When presidents and prime ministers gather here for next week’s Asia-Pacific Economic Co-operation summit, this will likely form the backdrop to their “family photo” sessions. The image will be as symbolic as it will be architectural. As the Kempinski marketing materials put it, “It can now be said that the sun rises in the east in more ways than one.”

The main APEC agenda will see leaders discuss infrastructure, graft and international supply-chain “connectivity.” But its real value to nations like China is visible on the massive posters that already adorn Beijing and line the new elevated freeway that was built to the resort grounds, a careful and deliberate distillation of a soft-hands marketing pitch China is making to the world. “Co-operation win-win prosperity development,” reads one. “Enhance people’s friendship, further international co-operation, safeguard world peace and promote common development,” reads another.

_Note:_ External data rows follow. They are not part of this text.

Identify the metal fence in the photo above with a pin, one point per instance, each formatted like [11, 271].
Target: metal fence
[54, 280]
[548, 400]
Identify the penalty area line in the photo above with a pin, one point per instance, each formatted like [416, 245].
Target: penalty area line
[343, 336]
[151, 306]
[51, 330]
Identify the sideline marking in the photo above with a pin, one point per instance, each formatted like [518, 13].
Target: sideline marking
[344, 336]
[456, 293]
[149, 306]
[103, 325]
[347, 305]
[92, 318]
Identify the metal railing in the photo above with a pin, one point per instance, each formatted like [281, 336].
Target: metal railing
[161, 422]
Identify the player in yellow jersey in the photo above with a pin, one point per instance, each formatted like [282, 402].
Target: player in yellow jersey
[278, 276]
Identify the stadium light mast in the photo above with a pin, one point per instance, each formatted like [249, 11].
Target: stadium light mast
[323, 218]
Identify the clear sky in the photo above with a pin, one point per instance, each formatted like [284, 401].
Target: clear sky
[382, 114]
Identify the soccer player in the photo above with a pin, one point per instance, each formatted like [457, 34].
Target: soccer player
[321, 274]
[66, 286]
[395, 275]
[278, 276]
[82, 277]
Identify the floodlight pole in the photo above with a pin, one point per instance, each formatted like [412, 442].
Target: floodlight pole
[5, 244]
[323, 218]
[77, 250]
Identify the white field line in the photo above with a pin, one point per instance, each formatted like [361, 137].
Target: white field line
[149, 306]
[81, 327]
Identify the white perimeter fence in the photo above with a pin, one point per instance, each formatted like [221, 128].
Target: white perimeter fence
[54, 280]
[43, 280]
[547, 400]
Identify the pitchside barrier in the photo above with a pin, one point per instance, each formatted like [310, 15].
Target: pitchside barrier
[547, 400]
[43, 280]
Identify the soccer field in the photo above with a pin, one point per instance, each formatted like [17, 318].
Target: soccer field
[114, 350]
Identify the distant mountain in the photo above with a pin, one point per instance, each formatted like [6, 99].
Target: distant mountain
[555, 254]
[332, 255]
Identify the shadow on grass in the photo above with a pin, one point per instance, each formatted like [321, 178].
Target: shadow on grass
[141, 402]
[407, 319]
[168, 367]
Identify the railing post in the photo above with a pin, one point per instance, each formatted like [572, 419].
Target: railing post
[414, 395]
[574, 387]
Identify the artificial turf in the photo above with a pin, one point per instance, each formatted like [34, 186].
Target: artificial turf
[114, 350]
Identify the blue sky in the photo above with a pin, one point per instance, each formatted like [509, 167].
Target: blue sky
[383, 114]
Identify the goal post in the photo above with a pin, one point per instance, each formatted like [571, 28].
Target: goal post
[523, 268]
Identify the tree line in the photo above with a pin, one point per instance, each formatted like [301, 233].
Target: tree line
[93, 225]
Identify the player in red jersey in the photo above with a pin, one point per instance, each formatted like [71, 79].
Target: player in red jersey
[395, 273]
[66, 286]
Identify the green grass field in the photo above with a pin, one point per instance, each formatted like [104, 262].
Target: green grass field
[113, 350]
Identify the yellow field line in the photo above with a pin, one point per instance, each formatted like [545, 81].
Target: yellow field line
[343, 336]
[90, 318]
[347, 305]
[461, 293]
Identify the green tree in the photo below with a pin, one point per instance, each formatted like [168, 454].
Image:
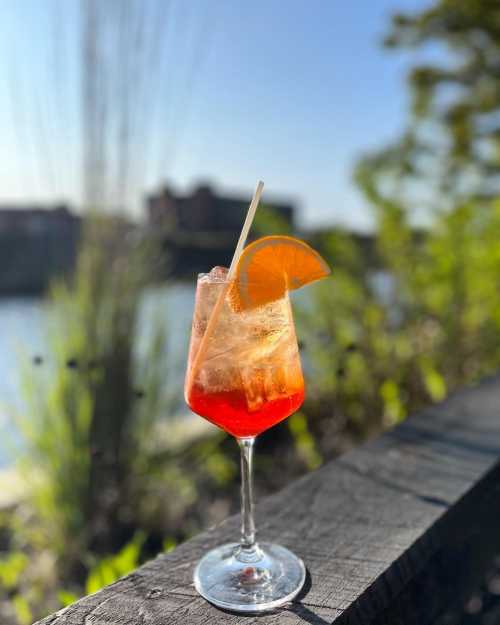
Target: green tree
[450, 151]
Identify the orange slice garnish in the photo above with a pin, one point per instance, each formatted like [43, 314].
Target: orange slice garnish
[272, 265]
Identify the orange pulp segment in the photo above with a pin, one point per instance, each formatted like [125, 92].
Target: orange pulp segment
[270, 266]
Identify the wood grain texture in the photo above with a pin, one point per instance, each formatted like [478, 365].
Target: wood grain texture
[393, 532]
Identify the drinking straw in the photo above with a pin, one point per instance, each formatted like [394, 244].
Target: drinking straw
[232, 268]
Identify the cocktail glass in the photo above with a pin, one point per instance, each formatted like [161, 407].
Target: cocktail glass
[249, 379]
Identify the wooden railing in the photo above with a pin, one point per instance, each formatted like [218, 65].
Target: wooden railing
[397, 531]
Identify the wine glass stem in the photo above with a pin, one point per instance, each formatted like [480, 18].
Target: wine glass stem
[247, 523]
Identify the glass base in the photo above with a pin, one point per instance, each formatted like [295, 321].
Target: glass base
[249, 580]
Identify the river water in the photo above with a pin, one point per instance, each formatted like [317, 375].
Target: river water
[23, 326]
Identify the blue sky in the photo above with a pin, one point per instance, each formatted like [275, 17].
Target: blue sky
[292, 92]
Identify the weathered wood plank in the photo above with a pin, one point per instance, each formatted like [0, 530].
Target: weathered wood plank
[392, 532]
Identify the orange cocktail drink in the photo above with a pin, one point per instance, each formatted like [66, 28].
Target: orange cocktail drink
[244, 375]
[250, 377]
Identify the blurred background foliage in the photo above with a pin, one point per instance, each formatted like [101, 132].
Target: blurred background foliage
[111, 483]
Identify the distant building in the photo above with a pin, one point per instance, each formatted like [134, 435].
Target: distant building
[36, 244]
[200, 230]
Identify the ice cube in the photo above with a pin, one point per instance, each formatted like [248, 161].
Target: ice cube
[275, 382]
[252, 379]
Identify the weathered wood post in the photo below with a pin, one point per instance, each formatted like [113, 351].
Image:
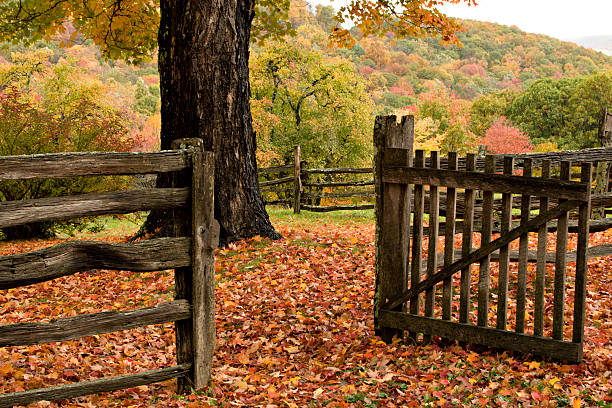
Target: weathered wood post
[297, 180]
[393, 143]
[603, 170]
[195, 338]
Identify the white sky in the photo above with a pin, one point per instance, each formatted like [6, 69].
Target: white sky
[563, 19]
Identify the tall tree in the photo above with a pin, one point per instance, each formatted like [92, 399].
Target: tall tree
[203, 64]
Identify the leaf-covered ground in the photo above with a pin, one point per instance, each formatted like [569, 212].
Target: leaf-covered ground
[295, 329]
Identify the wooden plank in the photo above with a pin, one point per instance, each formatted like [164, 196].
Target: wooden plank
[392, 216]
[417, 237]
[275, 182]
[205, 240]
[88, 205]
[449, 240]
[337, 208]
[540, 281]
[484, 251]
[521, 290]
[59, 165]
[79, 256]
[584, 214]
[485, 263]
[183, 277]
[367, 170]
[498, 183]
[560, 264]
[339, 184]
[432, 250]
[69, 328]
[466, 245]
[504, 252]
[79, 389]
[297, 180]
[487, 336]
[275, 169]
[601, 200]
[368, 193]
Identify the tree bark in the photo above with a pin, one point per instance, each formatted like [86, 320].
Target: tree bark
[205, 93]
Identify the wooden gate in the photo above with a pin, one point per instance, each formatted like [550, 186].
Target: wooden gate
[417, 289]
[190, 253]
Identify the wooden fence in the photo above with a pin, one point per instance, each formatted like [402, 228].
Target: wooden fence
[409, 281]
[302, 188]
[190, 253]
[293, 185]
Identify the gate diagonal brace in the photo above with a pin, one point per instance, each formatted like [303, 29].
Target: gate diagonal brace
[484, 251]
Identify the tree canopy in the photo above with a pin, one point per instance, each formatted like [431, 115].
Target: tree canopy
[128, 29]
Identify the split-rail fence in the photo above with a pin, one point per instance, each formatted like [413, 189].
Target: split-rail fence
[415, 285]
[189, 253]
[301, 188]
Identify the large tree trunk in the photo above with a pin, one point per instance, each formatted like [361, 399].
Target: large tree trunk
[205, 93]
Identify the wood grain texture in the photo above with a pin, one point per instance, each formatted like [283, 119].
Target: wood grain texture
[367, 170]
[540, 280]
[59, 165]
[521, 289]
[417, 238]
[485, 263]
[79, 256]
[79, 389]
[449, 240]
[484, 251]
[392, 216]
[487, 336]
[281, 180]
[69, 328]
[466, 243]
[499, 183]
[560, 264]
[205, 241]
[580, 295]
[337, 207]
[432, 250]
[88, 205]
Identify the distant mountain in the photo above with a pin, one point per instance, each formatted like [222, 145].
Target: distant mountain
[602, 43]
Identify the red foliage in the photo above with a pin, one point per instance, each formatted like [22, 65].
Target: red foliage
[366, 71]
[502, 138]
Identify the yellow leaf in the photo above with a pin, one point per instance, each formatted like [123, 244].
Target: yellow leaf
[534, 365]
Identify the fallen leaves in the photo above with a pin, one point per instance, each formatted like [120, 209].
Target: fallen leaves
[295, 329]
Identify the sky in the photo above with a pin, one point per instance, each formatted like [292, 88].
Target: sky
[562, 19]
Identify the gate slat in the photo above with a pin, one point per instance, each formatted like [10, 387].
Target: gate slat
[449, 240]
[432, 250]
[560, 263]
[584, 215]
[504, 252]
[417, 237]
[523, 255]
[468, 224]
[540, 282]
[485, 263]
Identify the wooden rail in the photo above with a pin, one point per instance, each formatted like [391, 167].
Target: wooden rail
[189, 253]
[404, 298]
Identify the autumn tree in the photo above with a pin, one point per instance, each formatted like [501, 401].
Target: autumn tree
[503, 138]
[203, 64]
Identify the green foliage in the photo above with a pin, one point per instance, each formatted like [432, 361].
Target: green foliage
[564, 111]
[303, 98]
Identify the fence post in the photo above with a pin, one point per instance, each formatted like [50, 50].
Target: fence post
[392, 215]
[195, 338]
[297, 180]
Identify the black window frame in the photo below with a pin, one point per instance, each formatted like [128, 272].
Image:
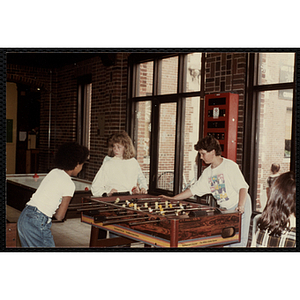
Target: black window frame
[251, 117]
[156, 100]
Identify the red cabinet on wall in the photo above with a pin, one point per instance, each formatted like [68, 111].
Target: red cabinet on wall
[221, 121]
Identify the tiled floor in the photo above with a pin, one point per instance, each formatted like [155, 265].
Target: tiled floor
[72, 233]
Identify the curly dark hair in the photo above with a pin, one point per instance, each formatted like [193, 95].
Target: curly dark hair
[280, 205]
[69, 155]
[209, 143]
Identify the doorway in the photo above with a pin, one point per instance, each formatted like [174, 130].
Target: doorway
[28, 120]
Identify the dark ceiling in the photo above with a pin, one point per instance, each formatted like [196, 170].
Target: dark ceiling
[56, 60]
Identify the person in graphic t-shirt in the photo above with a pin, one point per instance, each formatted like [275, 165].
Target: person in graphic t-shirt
[225, 181]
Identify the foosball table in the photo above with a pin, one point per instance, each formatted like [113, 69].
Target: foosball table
[158, 222]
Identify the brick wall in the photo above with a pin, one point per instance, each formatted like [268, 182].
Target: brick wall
[59, 93]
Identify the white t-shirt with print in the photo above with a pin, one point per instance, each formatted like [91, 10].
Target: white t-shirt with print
[48, 196]
[223, 182]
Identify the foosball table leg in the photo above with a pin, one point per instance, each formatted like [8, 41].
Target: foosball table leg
[174, 233]
[94, 236]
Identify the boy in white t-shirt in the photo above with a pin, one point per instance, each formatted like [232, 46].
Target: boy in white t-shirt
[224, 180]
[52, 197]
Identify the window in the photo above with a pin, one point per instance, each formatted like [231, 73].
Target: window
[166, 95]
[273, 96]
[84, 114]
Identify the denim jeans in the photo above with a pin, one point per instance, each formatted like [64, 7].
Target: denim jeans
[246, 218]
[34, 228]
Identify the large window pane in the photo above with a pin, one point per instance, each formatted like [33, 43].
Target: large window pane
[275, 68]
[142, 131]
[168, 75]
[191, 135]
[144, 79]
[274, 137]
[192, 72]
[166, 152]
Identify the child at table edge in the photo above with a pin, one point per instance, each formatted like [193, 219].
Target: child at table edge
[120, 171]
[225, 181]
[52, 197]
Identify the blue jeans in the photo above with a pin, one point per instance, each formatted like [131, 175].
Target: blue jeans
[246, 218]
[34, 228]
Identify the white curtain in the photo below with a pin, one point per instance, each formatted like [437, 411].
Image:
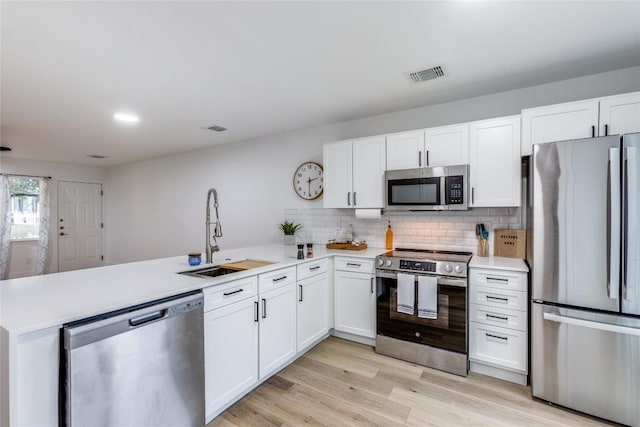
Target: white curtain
[5, 225]
[43, 231]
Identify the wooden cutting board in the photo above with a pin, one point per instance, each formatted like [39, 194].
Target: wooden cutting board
[247, 264]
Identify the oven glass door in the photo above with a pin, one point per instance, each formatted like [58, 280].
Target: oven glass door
[448, 331]
[414, 192]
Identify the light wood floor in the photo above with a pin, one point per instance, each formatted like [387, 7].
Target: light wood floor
[341, 383]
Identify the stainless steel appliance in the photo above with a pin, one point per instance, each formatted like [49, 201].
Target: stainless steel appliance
[439, 342]
[585, 346]
[432, 188]
[142, 366]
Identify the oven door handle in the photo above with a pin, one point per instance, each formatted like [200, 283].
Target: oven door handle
[447, 281]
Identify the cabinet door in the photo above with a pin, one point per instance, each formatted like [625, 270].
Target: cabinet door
[405, 150]
[560, 122]
[355, 303]
[337, 158]
[447, 145]
[277, 328]
[230, 352]
[313, 322]
[495, 162]
[368, 173]
[620, 114]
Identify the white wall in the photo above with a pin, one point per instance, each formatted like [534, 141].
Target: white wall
[21, 254]
[157, 207]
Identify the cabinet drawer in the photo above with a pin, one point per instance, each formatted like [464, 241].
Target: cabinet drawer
[500, 279]
[276, 279]
[226, 293]
[499, 346]
[513, 300]
[312, 268]
[498, 316]
[354, 264]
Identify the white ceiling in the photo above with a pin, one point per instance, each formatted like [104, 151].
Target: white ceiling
[264, 68]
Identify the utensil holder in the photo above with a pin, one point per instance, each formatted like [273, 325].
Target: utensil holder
[483, 247]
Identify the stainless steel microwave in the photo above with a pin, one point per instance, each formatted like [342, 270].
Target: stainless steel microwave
[428, 189]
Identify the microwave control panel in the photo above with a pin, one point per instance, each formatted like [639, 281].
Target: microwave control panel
[454, 190]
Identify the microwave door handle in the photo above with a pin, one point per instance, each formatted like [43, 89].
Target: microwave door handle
[613, 219]
[631, 262]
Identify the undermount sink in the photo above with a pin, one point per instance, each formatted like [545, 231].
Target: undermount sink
[221, 270]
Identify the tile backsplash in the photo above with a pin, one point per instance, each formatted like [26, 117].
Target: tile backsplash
[453, 231]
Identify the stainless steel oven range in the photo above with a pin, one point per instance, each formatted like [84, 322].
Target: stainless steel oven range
[422, 308]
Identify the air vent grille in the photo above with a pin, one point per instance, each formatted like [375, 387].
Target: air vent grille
[216, 128]
[424, 75]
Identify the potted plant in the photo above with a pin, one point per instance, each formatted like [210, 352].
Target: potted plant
[289, 229]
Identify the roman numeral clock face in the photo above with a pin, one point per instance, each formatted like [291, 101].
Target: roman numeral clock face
[307, 180]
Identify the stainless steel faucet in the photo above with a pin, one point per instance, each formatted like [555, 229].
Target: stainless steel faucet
[217, 228]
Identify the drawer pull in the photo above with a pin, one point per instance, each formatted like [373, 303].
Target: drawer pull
[493, 316]
[496, 336]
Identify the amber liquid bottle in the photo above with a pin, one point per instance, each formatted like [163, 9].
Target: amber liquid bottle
[389, 237]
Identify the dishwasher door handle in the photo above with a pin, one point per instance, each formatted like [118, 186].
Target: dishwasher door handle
[149, 317]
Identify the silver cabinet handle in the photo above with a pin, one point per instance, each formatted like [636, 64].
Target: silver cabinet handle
[496, 336]
[613, 221]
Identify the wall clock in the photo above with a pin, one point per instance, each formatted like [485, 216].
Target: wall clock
[308, 181]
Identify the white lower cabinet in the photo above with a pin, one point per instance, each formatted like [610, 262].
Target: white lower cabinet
[355, 297]
[277, 328]
[498, 343]
[313, 303]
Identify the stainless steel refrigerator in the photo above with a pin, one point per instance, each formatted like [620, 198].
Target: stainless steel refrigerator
[585, 342]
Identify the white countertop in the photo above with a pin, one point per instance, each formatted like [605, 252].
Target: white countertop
[39, 302]
[499, 263]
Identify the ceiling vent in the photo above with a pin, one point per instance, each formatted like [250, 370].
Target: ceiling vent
[216, 128]
[424, 75]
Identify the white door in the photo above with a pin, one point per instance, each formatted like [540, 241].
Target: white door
[368, 172]
[355, 303]
[79, 225]
[313, 322]
[573, 120]
[277, 328]
[231, 353]
[405, 150]
[495, 162]
[447, 145]
[337, 175]
[620, 114]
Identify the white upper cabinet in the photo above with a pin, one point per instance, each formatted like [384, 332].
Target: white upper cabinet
[447, 145]
[439, 146]
[405, 150]
[620, 114]
[584, 119]
[495, 162]
[354, 173]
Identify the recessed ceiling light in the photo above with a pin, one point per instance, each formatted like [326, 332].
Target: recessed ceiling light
[126, 117]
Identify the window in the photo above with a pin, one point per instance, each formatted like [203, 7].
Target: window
[24, 205]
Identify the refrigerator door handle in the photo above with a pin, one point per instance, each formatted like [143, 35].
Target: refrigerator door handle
[613, 220]
[591, 324]
[630, 279]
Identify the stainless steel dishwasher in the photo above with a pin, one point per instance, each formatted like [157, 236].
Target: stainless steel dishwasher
[137, 367]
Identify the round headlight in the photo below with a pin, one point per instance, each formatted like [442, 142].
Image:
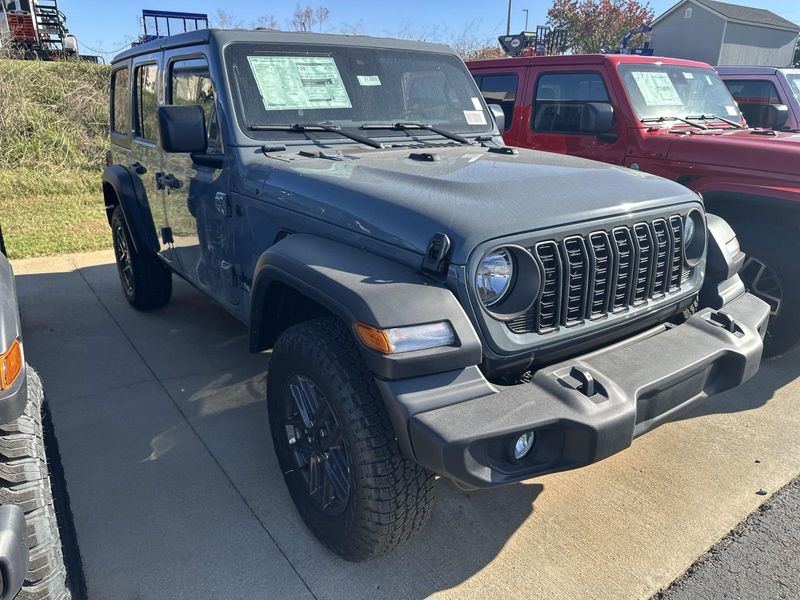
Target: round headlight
[493, 277]
[694, 237]
[688, 230]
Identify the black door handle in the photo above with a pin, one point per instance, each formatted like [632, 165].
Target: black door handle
[168, 181]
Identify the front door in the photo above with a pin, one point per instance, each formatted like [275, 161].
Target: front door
[197, 201]
[555, 124]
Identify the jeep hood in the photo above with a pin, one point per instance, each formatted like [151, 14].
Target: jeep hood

Six years after the spectacle of its summer Olympics, the APEC meetings are for China another chance to burnish a brand that, more than ever, is in need of a boost. Recent years have seen Beijing wage aggressive campaigns against Western businesses, eliciting charges that it is engaged in rank protectionism. It has used oil rigs and ground troops to push out its borders on land and sea, angering neighbours. Even in African countries, where its companies have built lengthy new networks of road and rail, a majority holds negative views on Chinese business people, products, social responsibility and employment practices.